"Sejak pertama kali saya datang ke sana (Lombok), orang putih datang ke sana pasti Kristen, itu ya mereka. Saya harus jelaskan saya bukan Kristen, saya juga bukan Atheis. Saya tidak punya agama waktu itu, lebih bingung mereka," papar Fetter saat berbincang dengan merdeka.com baru-baru ini.
Fetter mengatakan aksi demonstrasi menentang pembangunan yayasan di lahan tersebut berlangsung berulang kali. "Jadi waktu kita mulai mau bangun ini, kita sudah mulai bangun, di depan (lokasi) ada satu kampung orang kumpul marah-marah, takut mereka dari luar datang untuk kasih semua anak-anak injil-injil atau mau Kristenisasi, itu yang mereka lakukan pertama kali," papar Fetter.
Untuk meredam aksi penolakan tersebut, Fetter akhirnya membuka dialog dengan warga setempat di sebuah madrasah dekat lokasi pembangunan yayasan. Fetter mengatakan, dirinya sudah pasrah apabila dialog dengan warga setempat mengalami jalan buntu.
"Kita bilang sadarkan, kita mau kumpul nanti kita buat kumpulan di madrasah sebelahnya, nanti kita jawab semua pertanyaan, dan setelah dijawab kami sampaikan tujuan kami dan setelah kami jawab semua pertanyaan dan kami beri penjelasan ternyata masih ada yang keberatan, maka kami tidak akan bangun apapun disini," jelas Fetter.
Upaya dialog dan pendekatan kepada masyarakat ternyata membuahkan hasil. Pada akhirnya warga setempat menerima rencana Fetter membangun Yayasan Peduli Anak di wilayah mereka. "Setelah kita melakukan sosialisasi dengan masyarakat, tidak ada yang menolak, tidak ada lagi yang melawan," imbuh Fetter.

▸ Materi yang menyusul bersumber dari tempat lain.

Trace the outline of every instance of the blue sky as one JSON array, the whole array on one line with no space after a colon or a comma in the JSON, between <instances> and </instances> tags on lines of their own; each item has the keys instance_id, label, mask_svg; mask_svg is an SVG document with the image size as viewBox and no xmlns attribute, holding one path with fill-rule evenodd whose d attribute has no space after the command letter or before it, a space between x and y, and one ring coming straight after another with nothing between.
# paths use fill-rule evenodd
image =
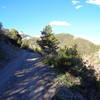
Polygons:
<instances>
[{"instance_id":1,"label":"blue sky","mask_svg":"<svg viewBox=\"0 0 100 100\"><path fill-rule=\"evenodd\" d=\"M100 0L0 0L0 22L29 35L50 24L100 44Z\"/></svg>"}]
</instances>

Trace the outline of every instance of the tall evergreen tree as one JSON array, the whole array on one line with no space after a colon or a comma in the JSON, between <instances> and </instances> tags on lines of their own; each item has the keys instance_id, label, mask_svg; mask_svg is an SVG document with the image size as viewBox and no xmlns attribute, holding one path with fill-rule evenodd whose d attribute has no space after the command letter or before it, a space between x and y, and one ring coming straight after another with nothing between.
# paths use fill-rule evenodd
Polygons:
<instances>
[{"instance_id":1,"label":"tall evergreen tree","mask_svg":"<svg viewBox=\"0 0 100 100\"><path fill-rule=\"evenodd\" d=\"M37 43L42 51L46 54L56 54L59 42L52 32L52 27L47 25L41 32L41 35L41 40L38 40Z\"/></svg>"}]
</instances>

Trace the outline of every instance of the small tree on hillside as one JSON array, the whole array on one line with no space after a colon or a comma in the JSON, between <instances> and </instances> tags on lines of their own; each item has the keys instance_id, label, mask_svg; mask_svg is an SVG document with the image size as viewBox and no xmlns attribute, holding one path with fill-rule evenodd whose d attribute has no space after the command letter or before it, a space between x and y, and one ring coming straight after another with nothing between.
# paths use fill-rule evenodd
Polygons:
<instances>
[{"instance_id":1,"label":"small tree on hillside","mask_svg":"<svg viewBox=\"0 0 100 100\"><path fill-rule=\"evenodd\" d=\"M37 43L41 47L42 51L46 54L56 54L58 49L58 40L52 32L52 27L47 25L41 34L41 40L38 40Z\"/></svg>"}]
</instances>

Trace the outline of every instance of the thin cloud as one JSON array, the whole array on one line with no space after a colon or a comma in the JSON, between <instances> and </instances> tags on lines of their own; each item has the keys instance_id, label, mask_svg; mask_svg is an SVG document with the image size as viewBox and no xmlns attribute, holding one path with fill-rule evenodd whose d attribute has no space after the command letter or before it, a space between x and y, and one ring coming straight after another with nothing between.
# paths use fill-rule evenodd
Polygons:
<instances>
[{"instance_id":1,"label":"thin cloud","mask_svg":"<svg viewBox=\"0 0 100 100\"><path fill-rule=\"evenodd\" d=\"M70 23L66 22L66 21L52 21L49 23L49 25L55 25L55 26L71 26Z\"/></svg>"},{"instance_id":2,"label":"thin cloud","mask_svg":"<svg viewBox=\"0 0 100 100\"><path fill-rule=\"evenodd\" d=\"M82 8L83 6L82 5L78 5L78 6L76 6L75 8L76 9L79 9L79 8Z\"/></svg>"},{"instance_id":3,"label":"thin cloud","mask_svg":"<svg viewBox=\"0 0 100 100\"><path fill-rule=\"evenodd\" d=\"M86 3L100 5L100 0L86 0Z\"/></svg>"},{"instance_id":4,"label":"thin cloud","mask_svg":"<svg viewBox=\"0 0 100 100\"><path fill-rule=\"evenodd\" d=\"M76 5L76 4L79 4L80 1L77 1L77 0L72 0L72 4Z\"/></svg>"}]
</instances>

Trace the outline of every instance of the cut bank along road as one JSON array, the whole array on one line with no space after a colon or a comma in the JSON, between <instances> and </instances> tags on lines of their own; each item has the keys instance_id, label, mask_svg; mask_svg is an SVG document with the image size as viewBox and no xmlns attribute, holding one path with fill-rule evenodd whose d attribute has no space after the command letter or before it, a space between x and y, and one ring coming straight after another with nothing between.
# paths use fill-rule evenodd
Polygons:
<instances>
[{"instance_id":1,"label":"cut bank along road","mask_svg":"<svg viewBox=\"0 0 100 100\"><path fill-rule=\"evenodd\" d=\"M24 52L0 73L0 100L50 100L56 75L34 53Z\"/></svg>"}]
</instances>

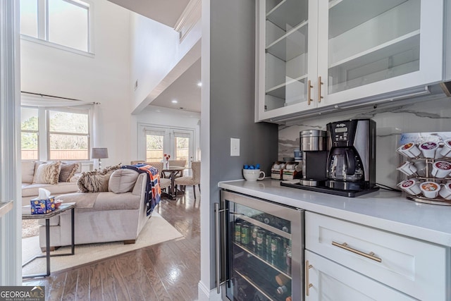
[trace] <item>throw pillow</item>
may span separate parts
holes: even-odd
[[[70,164],[62,163],[61,171],[59,172],[59,182],[68,182],[70,178],[75,173],[77,169],[78,169],[78,163]]]
[[[137,171],[131,169],[115,171],[110,176],[108,190],[114,193],[124,193],[132,191],[138,176]]]
[[[60,161],[39,164],[35,171],[33,183],[58,184],[61,168]]]
[[[109,166],[101,171],[87,171],[82,173],[77,184],[82,192],[103,192],[108,191],[108,182],[111,173],[121,168],[121,164]]]

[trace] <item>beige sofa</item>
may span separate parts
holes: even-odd
[[[135,243],[150,217],[147,216],[144,202],[147,183],[145,173],[119,169],[111,173],[108,192],[75,192],[57,197],[63,202],[77,203],[75,244],[112,241]],[[50,219],[51,247],[71,244],[70,217],[68,210]],[[39,220],[39,245],[44,249],[44,221]]]
[[[62,164],[78,164],[78,169],[68,179],[68,181],[60,182],[58,180],[56,184],[34,183],[34,180],[36,180],[35,172],[37,171],[38,166],[42,163],[44,162],[37,161],[22,161],[22,206],[29,205],[30,200],[37,197],[39,188],[47,189],[50,191],[51,195],[55,197],[78,191],[77,180],[81,175],[81,164],[80,162],[61,162]]]

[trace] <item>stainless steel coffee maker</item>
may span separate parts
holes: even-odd
[[[326,185],[360,191],[376,187],[376,122],[352,119],[327,124],[330,149]]]

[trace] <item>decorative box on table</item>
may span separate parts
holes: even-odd
[[[49,197],[46,199],[32,199],[30,203],[32,214],[46,214],[55,210],[54,197]]]

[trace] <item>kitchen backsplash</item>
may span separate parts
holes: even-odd
[[[323,130],[332,121],[352,118],[371,118],[376,123],[376,182],[395,188],[402,176],[396,168],[402,158],[395,152],[401,134],[412,132],[451,131],[451,98],[417,102],[366,112],[340,112],[327,116],[299,120],[290,125],[279,127],[278,160],[292,157],[299,147],[299,133],[304,130]]]

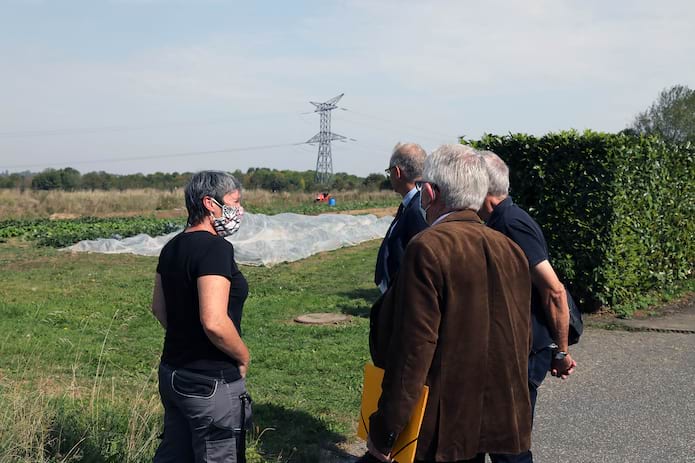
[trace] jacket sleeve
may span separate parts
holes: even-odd
[[[407,424],[426,382],[437,346],[442,287],[436,254],[422,240],[411,242],[394,288],[393,333],[382,395],[370,417],[369,437],[384,453]]]

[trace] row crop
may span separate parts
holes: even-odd
[[[83,217],[80,219],[19,219],[0,221],[0,240],[22,238],[41,246],[65,247],[83,240],[127,238],[140,233],[165,235],[183,223],[151,217]]]

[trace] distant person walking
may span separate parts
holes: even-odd
[[[569,354],[569,306],[567,293],[548,260],[548,245],[540,226],[509,196],[509,168],[491,151],[482,151],[488,172],[489,187],[478,214],[487,225],[504,233],[524,251],[533,282],[531,321],[533,345],[528,362],[528,388],[532,411],[536,406],[538,388],[548,371],[566,379],[577,363]],[[529,450],[523,455],[499,460],[532,462]]]
[[[408,242],[427,228],[425,216],[420,208],[420,191],[415,182],[422,176],[427,153],[415,143],[399,143],[393,149],[386,174],[393,190],[401,195],[398,212],[379,247],[374,271],[374,283],[381,293],[391,285],[400,269],[401,260]]]
[[[475,150],[440,147],[422,177],[431,226],[405,250],[382,307],[392,316],[370,326],[388,341],[374,345],[383,392],[360,461],[390,461],[427,384],[416,461],[483,463],[489,453],[496,462],[531,446],[528,263],[478,217],[488,177]]]
[[[224,239],[241,223],[241,184],[204,171],[185,189],[188,226],[161,251],[152,312],[166,330],[159,366],[165,462],[244,462],[251,418],[241,339],[246,279]]]

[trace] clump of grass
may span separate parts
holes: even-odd
[[[45,451],[55,443],[55,411],[42,388],[24,390],[21,384],[0,389],[0,461],[45,462]]]

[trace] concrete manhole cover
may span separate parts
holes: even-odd
[[[308,325],[330,325],[346,322],[349,319],[349,315],[339,313],[308,313],[298,316],[294,321]]]

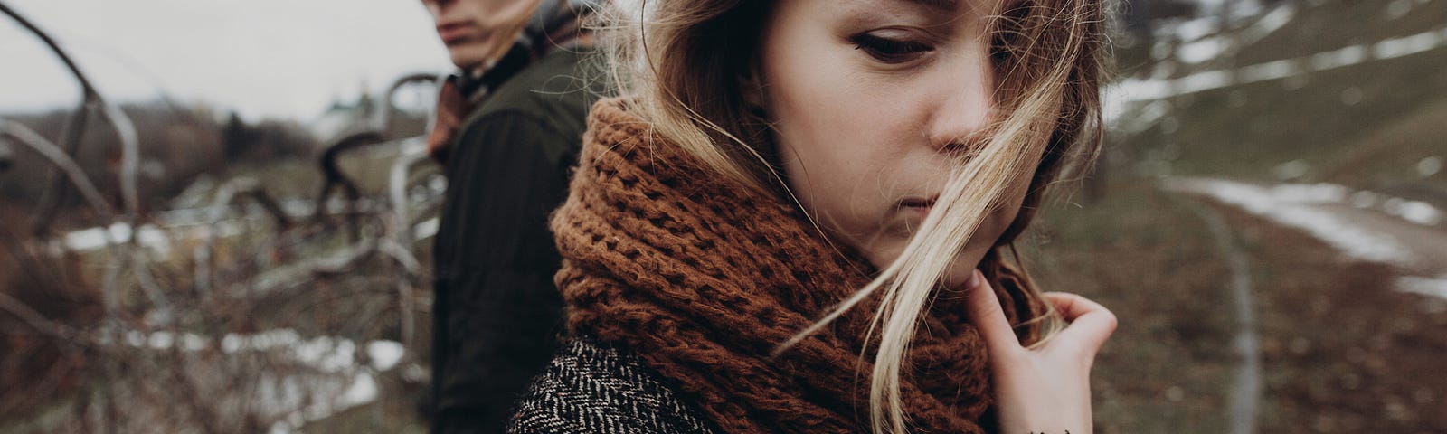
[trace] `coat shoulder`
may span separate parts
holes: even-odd
[[[574,340],[532,379],[508,433],[718,433],[624,349]]]

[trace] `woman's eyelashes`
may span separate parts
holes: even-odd
[[[858,33],[849,36],[854,48],[864,51],[874,59],[886,64],[904,64],[935,51],[935,46],[899,38],[880,36],[874,33]]]

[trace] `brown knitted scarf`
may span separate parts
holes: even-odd
[[[768,354],[873,269],[796,207],[708,172],[625,107],[593,106],[553,217],[572,330],[629,347],[726,433],[868,431],[874,356],[860,354],[874,305]],[[1035,312],[1016,305],[1027,298],[1001,278],[1009,269],[985,271],[1011,321]],[[984,433],[987,354],[965,312],[961,294],[942,291],[913,343],[903,401],[919,433]]]

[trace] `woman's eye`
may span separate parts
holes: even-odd
[[[870,56],[886,64],[909,62],[935,51],[933,46],[920,42],[890,39],[870,33],[849,36],[849,41],[854,42],[855,49],[862,49]]]

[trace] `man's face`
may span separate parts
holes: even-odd
[[[488,67],[506,54],[540,3],[541,0],[423,0],[453,64],[463,69]]]

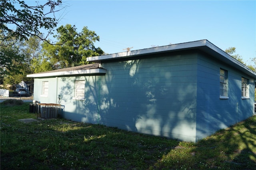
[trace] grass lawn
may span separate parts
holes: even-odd
[[[36,119],[29,104],[1,104],[0,169],[255,170],[256,116],[197,143],[115,128]]]

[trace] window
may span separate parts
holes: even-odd
[[[249,80],[242,78],[242,98],[249,98]]]
[[[228,99],[228,71],[220,69],[220,98]]]
[[[42,96],[47,97],[48,96],[48,88],[49,87],[49,82],[43,82],[42,85]]]
[[[73,99],[84,100],[84,80],[76,80],[75,96]]]

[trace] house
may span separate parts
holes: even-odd
[[[15,88],[24,88],[26,89],[27,92],[28,93],[29,92],[30,86],[27,84],[28,82],[25,82],[23,80],[22,80],[21,82],[18,84],[15,84],[14,86]]]
[[[256,73],[206,40],[27,75],[64,118],[196,142],[254,115]]]

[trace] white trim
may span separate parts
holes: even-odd
[[[229,97],[228,96],[220,96],[220,98],[221,99],[228,99],[229,98]]]
[[[27,77],[44,77],[68,76],[77,74],[86,74],[97,73],[106,73],[106,70],[102,68],[94,68],[93,69],[80,70],[78,70],[66,71],[63,72],[56,72],[48,73],[41,73],[28,74]]]
[[[84,97],[73,97],[72,99],[84,100]]]
[[[135,50],[104,56],[87,57],[86,60],[88,61],[99,63],[102,61],[106,60],[132,57],[133,56],[166,52],[168,51],[182,51],[193,49],[199,49],[210,54],[213,57],[234,67],[235,68],[256,79],[256,73],[255,72],[207,40]]]
[[[126,52],[119,52],[111,54],[104,56],[95,56],[87,57],[86,60],[88,61],[98,61],[100,60],[117,58],[122,57],[128,57],[132,56],[138,56],[144,55],[150,53],[155,53],[159,52],[165,52],[168,51],[172,51],[177,50],[182,50],[186,48],[198,47],[206,46],[207,40],[206,40],[192,42],[185,42],[184,43],[177,44],[169,45],[168,46],[156,47],[152,48],[146,48],[142,50],[129,51]]]

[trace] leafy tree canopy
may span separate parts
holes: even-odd
[[[2,42],[8,36],[23,40],[35,36],[46,40],[58,23],[54,14],[60,10],[56,9],[57,7],[62,8],[62,0],[48,0],[42,4],[39,4],[40,2],[42,1],[38,1],[35,5],[29,6],[24,1],[20,0],[0,1]],[[41,29],[48,32],[44,38],[39,36]]]
[[[54,69],[88,64],[86,57],[104,53],[100,48],[96,48],[94,44],[99,41],[100,37],[86,26],[81,32],[77,32],[74,26],[68,24],[56,30],[57,35],[54,37],[57,40],[57,44],[44,42],[42,45],[43,55],[48,57]]]
[[[24,1],[4,0],[0,1],[0,81],[4,76],[20,74],[22,68],[28,56],[24,53],[21,44],[30,36],[37,36],[41,40],[52,34],[58,19],[55,13],[64,8],[61,0],[48,0],[35,2],[29,6]],[[58,7],[58,10],[56,9]],[[48,34],[44,37],[41,34],[42,30]],[[26,69],[25,69],[26,70]]]

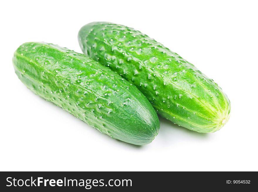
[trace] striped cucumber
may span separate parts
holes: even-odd
[[[162,116],[198,132],[213,132],[229,117],[229,100],[193,65],[138,31],[105,22],[83,27],[84,53],[135,85]]]
[[[158,132],[157,114],[143,94],[83,54],[27,43],[16,50],[13,61],[29,89],[102,132],[137,145],[150,143]]]

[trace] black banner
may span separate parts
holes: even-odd
[[[189,189],[250,191],[258,187],[257,172],[4,172],[0,174],[1,191],[166,191],[178,189],[180,191]]]

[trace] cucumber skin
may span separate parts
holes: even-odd
[[[139,31],[94,22],[78,39],[83,52],[135,85],[157,112],[200,132],[215,132],[230,117],[230,102],[213,80],[178,54]]]
[[[84,54],[50,43],[27,43],[13,61],[29,89],[111,137],[141,145],[158,132],[157,116],[143,94]]]

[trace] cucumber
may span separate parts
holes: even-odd
[[[45,43],[26,43],[14,53],[16,74],[36,94],[101,132],[141,145],[157,135],[159,122],[133,85],[84,54]]]
[[[138,31],[110,23],[83,26],[83,52],[135,85],[161,116],[198,132],[214,132],[229,117],[221,88],[193,64]]]

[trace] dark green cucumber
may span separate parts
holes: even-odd
[[[216,83],[139,31],[95,22],[82,28],[78,40],[85,54],[135,85],[162,116],[203,133],[218,130],[228,120],[230,103]]]
[[[101,132],[127,143],[150,143],[159,122],[133,85],[84,55],[45,43],[14,53],[15,72],[30,89]]]

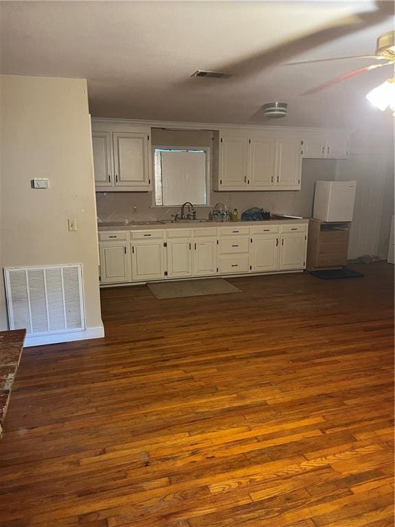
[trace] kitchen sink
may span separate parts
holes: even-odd
[[[179,223],[183,224],[186,223],[213,223],[212,220],[178,220],[176,222],[173,222],[171,220],[167,220],[165,223],[171,223],[173,225],[178,225]]]

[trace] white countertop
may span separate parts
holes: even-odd
[[[309,220],[296,219],[294,218],[272,218],[270,220],[263,220],[259,222],[213,222],[206,220],[180,220],[175,223],[171,221],[165,222],[135,222],[130,220],[130,222],[103,222],[97,224],[97,229],[99,232],[107,231],[140,231],[152,229],[187,229],[188,227],[232,227],[252,226],[252,225],[260,225],[267,223],[288,223],[299,224],[308,223]]]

Saat ini, Yayasan Peduli Anak sudah mempunyai sekitar 400 anak asuh di dalam dan di luar lokasi yayasan. Fetter pun melibatkan warga lokal untuk mengelola tempat itu. "Jadi kita punya 100 anak di dalam panti dan di luar panti ada 300-an. Kita punya 60 staf lokal, saya lakukan itu semua selama tujuh tahun," ucap Fetter.
Sekarang yayasan ini menghadapi tantangan lain yakni pemenuhan biaya operasional yang mencapai Rp 100 juta per bulan, mencakup gaji pegawai, keperluan sekolah sekitar 400 anak, makan siang anak-anak setiap hari, juga edukasi bagi para orang tua siswa.
"Biaya operasional yayasan peduli anak sekitar Rp 100 juta, itu untuk sekitar 400 anak, seragam, sepatu, dapat makan siang setiap siang, karena kadang anak juga gak dikasih makan di rumahnya, di kita dapat makan siang, sayur daging, healthy food, jadi kita biayain semua termasuk yang 60 karyawan lokal juga dapat gaji tapi gaji lokal kira-kira Rp 1,2 juta itu gaji mereka, jadi standar lokal," papar Fetter.
Fetter mengaku mendapat subsidi dari pemerintah sebesar 15 persen dari total biaya operasional. Namun angkanya masih jauh dari biaya operasional yang dibutuhkan. Oleh sebab itu, Fetter memutuskan untuk membuka bisnis jual beli secara online di Jakarta untuk memenuhi kebutuhan operasional yayasan.
"Saya bersama istri dan anak pindah ke Jakarta, buat perusahaan disini. Dari keuntungan perusahaan, lima persen akan didonasikan ke Yayasan Peduli Anak setiap bulan. Jadi saya mulai dengan jualo.com, itu e-classified market place untuk jual beli, tapi bukan fokus untuk yang penjual tapi untuk pembeli," ungkap Fetter.
Dibangun awal tahun ini jualo.com kini sudah punya 120 ribu pengguna aktif.